慶應義塾大学先端生命科学研究所(IAB)の活動における特徴の1つが、「人づくり」に対してたくさんの力を注いでいることだ。象徴的な活動が、高校生や大学生向けの各種イベント。彼らにサイエンスの楽しさを共有する活動を企画し、実践している。その活動は学生を超え、スタートアップ企業を中核とした若者のネットワークにも拡大を続ける。その若者たちが、ヘルスケアにとどまらない「Beyond Health」領域において新しい産業を作っていくはずだ。

 「日本には人と違うことをして勝負するマインドを持った人がとても少ない。とにかくみんなと同じように、言われたことをきっちりやる優等生的な人が多い」

 人づくりに力を入れる慶應義塾大学先端生命科学研究所(IAB)の原点は、冨田勝所長のこの言葉に集約される(関連記事)。時代が大きく変化し新しいものを生み出せる人を求めているのに、教育は教えたことを効率よく取得する「優等生輩出型」のままでいいのか、という疑問が出発点。そして、単に既存の仕組みを疑問視するだけでなく、現在の状況に合わせた教育環境とはどのようなものかを考え、企画し、実践に移す。これがIABによる人づくりの根幹にある。

学生向けイベントを通じて「発表の機会」を設ける

 それでは、IABが考える新しい教育とはどのようなものか。それは、冨田所長の言葉を借りれば「本当に知りたいこと、やりたいことがあるか」という学びに対する姿勢。そして、人とは違うことを発想し、実践する力を持つこと。そこには、コンピューターの専門家だった冨田所長が、IAB創設時に生物学を学び直したときに感じた「学ぶことの楽しさ」があるのだろう。その楽しさを、どうやって今の学生が自ら見つけられるか。IABが企画する活動には、その狙いが一貫している。

 それを体現するための代表的な活動が、毎年、夏休み期間中に行われる「高校生バイオサミットin鶴岡」である。「バイオ版甲子園」とも言えるこのイベントには、全国から高校生グループが参加している。

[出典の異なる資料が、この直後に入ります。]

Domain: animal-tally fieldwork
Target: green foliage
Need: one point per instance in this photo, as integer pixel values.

2019年7月に行われた「高校生バイオサミットin鶴岡」の様子(出所:慶應義塾大学先端生命科学研究所)

 筆者自身、参加が叶わなかったが、2019年に開催されたイベントの発表作品を見ると、「地球温暖化がトンボに与える影響」(市立札幌旭丘高等学校)、「機械学習を用いた淡水魚の識別」(静岡県立掛川西高等学校)、「途上国向け発光細菌水質検査キットの検討」(横須賀学院高等学校)といった、現代社会が抱える問題や最新技術に基づくという点で興味をひくタイトルが並ぶ。

 「女子必見!マウス腸内フローラから痩せる乳酸菌チョコレート発見!」(山村学園 山村国際高等学校)、「日本食、欧米食が大腸炎にもたらす影響」(東洋英和女学院高等部)、「沖縄に自生する植物からの有用乳酸菌の探索」(昭和薬科大学附属高等学校)など、食品関連の研究も目につく。いずれも、既存知識の暗記ではない、自らが設定したテーマを追究しようという姿勢が感じられる。

 別の取り組みには、高校生・大学生・大学院生を対象とした合宿「Keio Astrobiology Camp」がある。地球外も含めた生命の起源を探る「アストロバイオロジー(宇宙生物学)」という、比較的新興の学際分野において国内の研究者を増やそうという活動だ。

 同合宿では、国内の複数の大学、東京工業大学地球生命研究所(ELSI)、自然科学研究機構アストロバイオロジーセンター(ABC)、海洋研究開発機構(JAMSTEC)、宇宙航空研究開発機構(JAXA)といった研究機関から講師を招き、生命の誕生という根源的なテーマに関して生物、天文、物理、化学、工学といった様々な分野を横断しながら考えていくことを目指している。合宿には実験や実習も含まれており、単なる座学ではなく実践的な活動でもある。諸外国に先駆けて取り組むことで世界的に評価されるポジションを得た「メタボローム」と同じような展開を狙っているのだろう。

 イベント開催のほか、IABでは、地元の高校生を研究助手および特別研究生として受け入れている。これもまた、世界先端の研究者と接することで目標やあこがれを生み出し、研究という経験を身近にする活動と言えるだろう。